Really interesting tracings! I have such a horse, and I've sent you a tracing from a time where she's not in much work - I'll have to send you a more representative tracing when we've had more good weather to train in.
This article may have been addressed to me and my horse. We're in transition.
After finally resolving the unsoundness issue, I've got a horse with a hugely changed back. No way his currect saddle is going to fit. So purposeful ground work, and light riding with the bareback pad is our current effort to rebuilt his muscle.
Delicate and sensetive Arab he is, I've averaged a saddle every two years since I puchased him as a 5 yo. He's currently going on 12.
Some observers tell me "he's always had saddle fit problems." Well, its not a problem, it is more a fact of life. He's changed, he moves differently, he's built muscle. I have a file of withers tracing on this horse and the changes are amazing.
Contributing to the saddle merry-go-round is my riding style has evolved. My first dressage saddle had some pretty substantial thigh blocks and deep seat - after a time, I found that very restrictive. Then I move from a 17" to an 18" seat, again I was a happier rider.
Not only does the horse change, but there is a realy possibility that the skills therefor needs, of the rider also change.
The analogy of wearing the same size clothes pretty much desribes me and my horse.
It sure would be nice and much easier if one saddle worked for a horse and rider for years and year. That certainly has not been my experience. Life would be so much simpler, and less expensive, if it were true.
Great article for me at this time! Thanks for providing examples and specifics. I guess I knew at some level that their backs change but I never knew how to work with it.
I'd love to get a sample of some of the ground exercises you recommend.
I too one of those people!
So... I've meant to send pictures to help you clarify your advice and suggestions on fitting my boy. Of course, my camera died. Perfect. However, I did buy a used saddle - fits quite well. Now I need a camera too. Drat.

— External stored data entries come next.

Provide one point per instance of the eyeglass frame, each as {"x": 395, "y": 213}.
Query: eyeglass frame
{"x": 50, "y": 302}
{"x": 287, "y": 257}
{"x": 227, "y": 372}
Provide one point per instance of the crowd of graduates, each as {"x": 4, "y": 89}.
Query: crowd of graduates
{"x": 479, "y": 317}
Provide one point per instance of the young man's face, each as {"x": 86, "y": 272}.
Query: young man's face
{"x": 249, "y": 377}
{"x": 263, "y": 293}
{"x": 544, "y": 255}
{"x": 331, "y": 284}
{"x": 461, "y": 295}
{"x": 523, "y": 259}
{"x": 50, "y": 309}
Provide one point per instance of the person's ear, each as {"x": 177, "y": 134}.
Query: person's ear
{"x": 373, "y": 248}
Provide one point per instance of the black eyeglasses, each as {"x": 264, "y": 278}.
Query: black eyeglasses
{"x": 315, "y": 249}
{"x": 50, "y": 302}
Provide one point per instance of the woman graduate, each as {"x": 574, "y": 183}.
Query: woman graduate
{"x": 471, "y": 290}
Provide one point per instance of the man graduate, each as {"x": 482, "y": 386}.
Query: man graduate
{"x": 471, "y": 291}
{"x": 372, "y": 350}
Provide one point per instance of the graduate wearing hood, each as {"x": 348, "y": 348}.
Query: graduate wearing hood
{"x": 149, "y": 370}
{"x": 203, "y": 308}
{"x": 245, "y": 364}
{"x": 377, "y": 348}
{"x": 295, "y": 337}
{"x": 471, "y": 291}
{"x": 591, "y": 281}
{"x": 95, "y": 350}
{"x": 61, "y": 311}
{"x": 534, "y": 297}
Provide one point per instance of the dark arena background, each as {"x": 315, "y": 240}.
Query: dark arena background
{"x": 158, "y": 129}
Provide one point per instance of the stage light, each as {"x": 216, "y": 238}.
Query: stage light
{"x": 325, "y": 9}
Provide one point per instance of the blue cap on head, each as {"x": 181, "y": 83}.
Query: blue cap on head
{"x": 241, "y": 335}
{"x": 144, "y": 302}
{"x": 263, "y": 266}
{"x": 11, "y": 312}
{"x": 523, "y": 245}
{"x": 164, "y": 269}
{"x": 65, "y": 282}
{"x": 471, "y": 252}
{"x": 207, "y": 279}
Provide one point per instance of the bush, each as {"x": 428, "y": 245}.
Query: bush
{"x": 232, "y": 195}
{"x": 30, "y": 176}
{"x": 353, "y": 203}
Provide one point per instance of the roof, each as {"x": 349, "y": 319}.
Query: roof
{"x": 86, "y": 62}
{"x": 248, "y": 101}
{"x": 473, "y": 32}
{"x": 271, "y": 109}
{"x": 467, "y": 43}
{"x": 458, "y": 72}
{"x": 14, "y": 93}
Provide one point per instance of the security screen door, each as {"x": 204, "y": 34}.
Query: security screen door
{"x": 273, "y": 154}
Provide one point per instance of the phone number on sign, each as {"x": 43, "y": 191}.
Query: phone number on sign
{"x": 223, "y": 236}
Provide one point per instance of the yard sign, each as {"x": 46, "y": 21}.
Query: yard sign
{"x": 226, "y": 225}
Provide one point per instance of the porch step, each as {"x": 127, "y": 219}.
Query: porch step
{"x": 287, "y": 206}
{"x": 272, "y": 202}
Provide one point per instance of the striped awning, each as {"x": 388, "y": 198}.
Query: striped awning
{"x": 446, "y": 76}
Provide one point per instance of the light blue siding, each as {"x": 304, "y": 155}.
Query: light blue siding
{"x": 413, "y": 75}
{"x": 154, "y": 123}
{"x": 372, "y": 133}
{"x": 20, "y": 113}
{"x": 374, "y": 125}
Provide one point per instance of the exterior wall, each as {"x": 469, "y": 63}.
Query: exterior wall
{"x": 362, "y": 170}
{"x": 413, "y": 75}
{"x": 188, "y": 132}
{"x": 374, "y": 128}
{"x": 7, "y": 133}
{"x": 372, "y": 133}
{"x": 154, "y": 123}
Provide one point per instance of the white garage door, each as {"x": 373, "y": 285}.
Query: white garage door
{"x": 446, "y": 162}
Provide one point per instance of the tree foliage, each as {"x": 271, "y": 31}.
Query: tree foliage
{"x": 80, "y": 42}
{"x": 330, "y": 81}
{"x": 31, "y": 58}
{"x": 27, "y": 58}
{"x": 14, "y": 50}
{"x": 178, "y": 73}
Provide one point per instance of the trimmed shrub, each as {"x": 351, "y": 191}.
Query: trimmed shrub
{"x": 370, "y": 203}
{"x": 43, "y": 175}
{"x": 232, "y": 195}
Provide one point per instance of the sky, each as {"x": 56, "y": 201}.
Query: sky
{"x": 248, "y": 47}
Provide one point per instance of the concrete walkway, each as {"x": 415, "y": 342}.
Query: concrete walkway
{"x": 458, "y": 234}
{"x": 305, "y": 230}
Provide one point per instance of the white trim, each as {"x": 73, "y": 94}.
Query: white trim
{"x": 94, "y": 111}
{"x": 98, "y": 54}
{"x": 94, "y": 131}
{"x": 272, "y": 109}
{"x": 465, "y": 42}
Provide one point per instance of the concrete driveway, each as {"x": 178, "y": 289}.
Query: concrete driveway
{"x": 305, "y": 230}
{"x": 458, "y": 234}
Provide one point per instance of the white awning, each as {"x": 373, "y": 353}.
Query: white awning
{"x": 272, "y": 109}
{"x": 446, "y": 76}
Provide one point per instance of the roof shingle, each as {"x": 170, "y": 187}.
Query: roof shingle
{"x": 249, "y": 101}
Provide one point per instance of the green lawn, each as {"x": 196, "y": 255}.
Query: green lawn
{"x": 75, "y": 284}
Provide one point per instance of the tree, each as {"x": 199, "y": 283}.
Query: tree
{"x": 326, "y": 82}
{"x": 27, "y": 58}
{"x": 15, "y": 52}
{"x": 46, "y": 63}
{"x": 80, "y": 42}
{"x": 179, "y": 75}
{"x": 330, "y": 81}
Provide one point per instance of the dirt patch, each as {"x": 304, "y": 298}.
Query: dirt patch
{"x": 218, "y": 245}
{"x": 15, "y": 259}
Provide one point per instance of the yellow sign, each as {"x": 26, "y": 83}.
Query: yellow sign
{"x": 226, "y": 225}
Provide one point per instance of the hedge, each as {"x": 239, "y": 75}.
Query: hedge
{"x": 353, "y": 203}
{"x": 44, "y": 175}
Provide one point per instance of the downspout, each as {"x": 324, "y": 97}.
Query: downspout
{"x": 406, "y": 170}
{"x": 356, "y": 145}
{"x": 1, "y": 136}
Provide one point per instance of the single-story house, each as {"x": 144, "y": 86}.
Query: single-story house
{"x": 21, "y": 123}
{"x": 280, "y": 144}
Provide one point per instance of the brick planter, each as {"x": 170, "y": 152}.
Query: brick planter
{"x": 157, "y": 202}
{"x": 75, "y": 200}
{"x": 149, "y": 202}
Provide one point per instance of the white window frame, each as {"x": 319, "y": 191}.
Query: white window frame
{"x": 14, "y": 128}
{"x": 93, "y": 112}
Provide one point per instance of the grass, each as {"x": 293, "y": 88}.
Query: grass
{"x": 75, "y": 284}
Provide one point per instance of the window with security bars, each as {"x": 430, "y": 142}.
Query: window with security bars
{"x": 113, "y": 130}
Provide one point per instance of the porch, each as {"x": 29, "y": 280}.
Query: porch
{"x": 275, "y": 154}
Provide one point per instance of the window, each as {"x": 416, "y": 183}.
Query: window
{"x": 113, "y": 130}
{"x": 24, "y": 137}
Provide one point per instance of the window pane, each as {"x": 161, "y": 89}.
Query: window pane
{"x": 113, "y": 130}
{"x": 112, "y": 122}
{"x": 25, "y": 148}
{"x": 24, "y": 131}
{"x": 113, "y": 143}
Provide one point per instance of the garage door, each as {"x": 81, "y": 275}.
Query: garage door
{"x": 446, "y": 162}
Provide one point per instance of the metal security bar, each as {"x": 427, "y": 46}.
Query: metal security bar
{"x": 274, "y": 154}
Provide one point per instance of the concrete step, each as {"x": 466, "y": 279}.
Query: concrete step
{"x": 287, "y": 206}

Anyways the new saddle is 180 degrees fit wise from the saddle I was riding him in. He's obviously pleased with it and I'm so much more secure. It was a super deal and I had a good idea it would fit and it's great...
BUT... he's out of shape. Pudgy. It might not fit him in 2 months. How depressing this will be to me but I do realize it's a possibility. I also think it's a good enough fit though that we may only need some reflocking and I have found a saddle fitter within driving distance.
If not as I said it was a great deal on a quality used saddle. We'll figure it out. I think a lot of the battle is knowing HOW important saddle fit is and checking it often. That's why I really like this blog - more people need to be reading this! I know I will be and I'll also get you those pictures anyways... that is... when I get my paws on a camera. :)
I think in the UK we see so many riders who SAY their horse will gain muscle or lose weight, but nothing is done in either direction! I have to fit to the horse in front of me but our trees leave enough flex in the muscle to allow regeneration of muscle - weight loss is another matter!